Dentro de un cuerpo que no es el tuyo

Podemos engañar al cerebro y hacerle creer que está en el cuerpo de otra persona. La tecnología necesaria no es especialmente compleja. Básicamente, el cerebro se cree lo que ve y se apropia de las manos que percibe como suyas. Estos días, una instalación de realidad inmersiva corporizada, la Máquina de Ser Otro, se encuentra abierta al público en Etopia. Percepción y empatía en un experimento con el que ponerse en la piel de otro ser humano.

Manuel G. Bedia 08/05/2018 a las 05:00
Dos personas experimentan la sensación de sentirse en el cuerpo del otro en la instalación 'La Máquina de Ser Otro' abierta al público en EtopiaToni Galán


¿Cómo sería el mundo si pudiéramos verlo a través de unos ojos distintos? ¿Cómo sería cambiarse el cuerpo con el de otra persona y saber qué se siente? ¿Nos ayudaría a entendernos mejor entre nosotros? ¿Nos ayudaría a comprender la realidad que el otro experimenta? 

En cuerpo ajeno

Una de las campañas de comunicación científica más exitosas la protagonizó el físico Jean Foucault en 1851. Quiso reunir a los mejores investigadores de la época en la presentación de su famoso péndulo alojado en la cúpula del Panteón de París y redactó una invitación que forma parte de la historia de la ciencia: "Usted está invitado a ver cómo gira la Tierra". Algo de este estilo podría ser el reclamo de La Máquina de Ser Otro: "Usted está invitado a sentir cómo es tener otro cuerpo". Porque aquellos que prueban este dispositivo experimentan cómo es ver el mundo siendo otra mujer, otro hombre, un amigo cercano, un extraño, un anciano o un niño, con solo unas gafas inmersivas y una cámara de vídeo.

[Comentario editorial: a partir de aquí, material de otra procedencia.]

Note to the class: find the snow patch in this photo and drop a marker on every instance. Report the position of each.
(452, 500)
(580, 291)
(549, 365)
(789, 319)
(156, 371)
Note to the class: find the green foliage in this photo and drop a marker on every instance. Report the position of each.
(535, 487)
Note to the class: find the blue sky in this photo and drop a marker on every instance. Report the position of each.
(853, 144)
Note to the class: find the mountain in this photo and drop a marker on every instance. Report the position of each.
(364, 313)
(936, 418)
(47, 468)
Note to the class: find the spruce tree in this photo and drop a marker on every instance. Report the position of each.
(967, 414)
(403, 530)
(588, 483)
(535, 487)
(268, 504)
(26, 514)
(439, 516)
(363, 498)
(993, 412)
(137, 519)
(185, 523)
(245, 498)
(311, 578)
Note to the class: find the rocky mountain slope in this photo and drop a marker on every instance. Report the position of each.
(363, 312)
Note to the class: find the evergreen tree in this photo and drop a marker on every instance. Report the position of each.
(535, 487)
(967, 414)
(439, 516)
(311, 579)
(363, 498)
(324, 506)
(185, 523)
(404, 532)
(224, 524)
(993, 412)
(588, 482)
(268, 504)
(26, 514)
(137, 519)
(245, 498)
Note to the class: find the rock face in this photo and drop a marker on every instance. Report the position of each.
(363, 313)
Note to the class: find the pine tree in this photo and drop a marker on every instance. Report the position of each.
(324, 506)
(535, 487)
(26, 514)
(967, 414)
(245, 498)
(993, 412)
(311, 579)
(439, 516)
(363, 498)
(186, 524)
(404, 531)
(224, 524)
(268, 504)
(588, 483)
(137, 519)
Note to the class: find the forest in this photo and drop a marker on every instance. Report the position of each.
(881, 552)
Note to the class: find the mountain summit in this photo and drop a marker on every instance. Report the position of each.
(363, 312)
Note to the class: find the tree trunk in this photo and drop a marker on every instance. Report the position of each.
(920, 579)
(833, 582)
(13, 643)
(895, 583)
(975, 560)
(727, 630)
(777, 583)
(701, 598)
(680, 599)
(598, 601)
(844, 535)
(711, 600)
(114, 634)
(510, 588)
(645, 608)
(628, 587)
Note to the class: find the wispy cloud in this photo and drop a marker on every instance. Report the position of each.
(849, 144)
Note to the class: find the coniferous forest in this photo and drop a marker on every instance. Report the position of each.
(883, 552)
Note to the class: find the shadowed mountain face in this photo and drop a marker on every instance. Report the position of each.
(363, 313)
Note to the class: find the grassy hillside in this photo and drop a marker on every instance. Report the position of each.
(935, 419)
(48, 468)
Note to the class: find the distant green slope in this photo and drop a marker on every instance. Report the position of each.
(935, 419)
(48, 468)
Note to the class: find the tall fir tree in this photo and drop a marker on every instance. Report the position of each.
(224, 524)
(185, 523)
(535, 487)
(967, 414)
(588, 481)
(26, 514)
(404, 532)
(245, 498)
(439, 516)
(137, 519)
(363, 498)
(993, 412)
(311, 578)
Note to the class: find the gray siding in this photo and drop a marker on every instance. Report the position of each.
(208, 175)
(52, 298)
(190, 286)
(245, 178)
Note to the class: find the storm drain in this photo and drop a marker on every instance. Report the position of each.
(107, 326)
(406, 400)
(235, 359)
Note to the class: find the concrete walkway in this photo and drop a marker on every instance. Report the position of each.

¿Qué es la Máquina de Ser Otro?

Desarrollada en Barcelona por el colectivo Beanotherlab, equipo interdisciplinar formado por ingenieros, neurocientíficos y artistas, e instalada ahora mismo en Etopia, esta tecnología sorprende por su sencillo funcionamiento.

Los sujetos participan por parejas, ambos con gafas inmersivas en las que se proyecta la imagen de una cámara situada en las gafas que lleva el participante contrario. Cada integrante, por tanto, tiene acceso al vídeo registrado desde la perspectiva del otro usuario. Al probarse las gafas y abrir los ojos frente a un espejo, encontrarán la cara de otra persona. Mirarán hacia abajo y verán unas manos que no son las suyas.

¿Cómo logra el cerebro hacer creer que ese otro cuerpo es el de uno? ¿No se produce una sensación de extrañamiento? No ocurre porque ambos sujetos han sido instruidos para hacer los mismos movimientos y ejecutarlos simultáneamente. De este modo, cuando uno abre y cierra repetidamente su mano, contempla cómo, en idéntica posición y con análogo ritmo, una mano que no es la suya hace exactamente el mismo gesto que uno está llevando a cabo. De manera casi mágica, experimenta que esa mano le pertenece de un modo tan real como siente habitualmente que su cuerpo le obedece. Sucede de manera instantánea: el cerebro reconoce un cuerpo distinto pero lo asimila como propio.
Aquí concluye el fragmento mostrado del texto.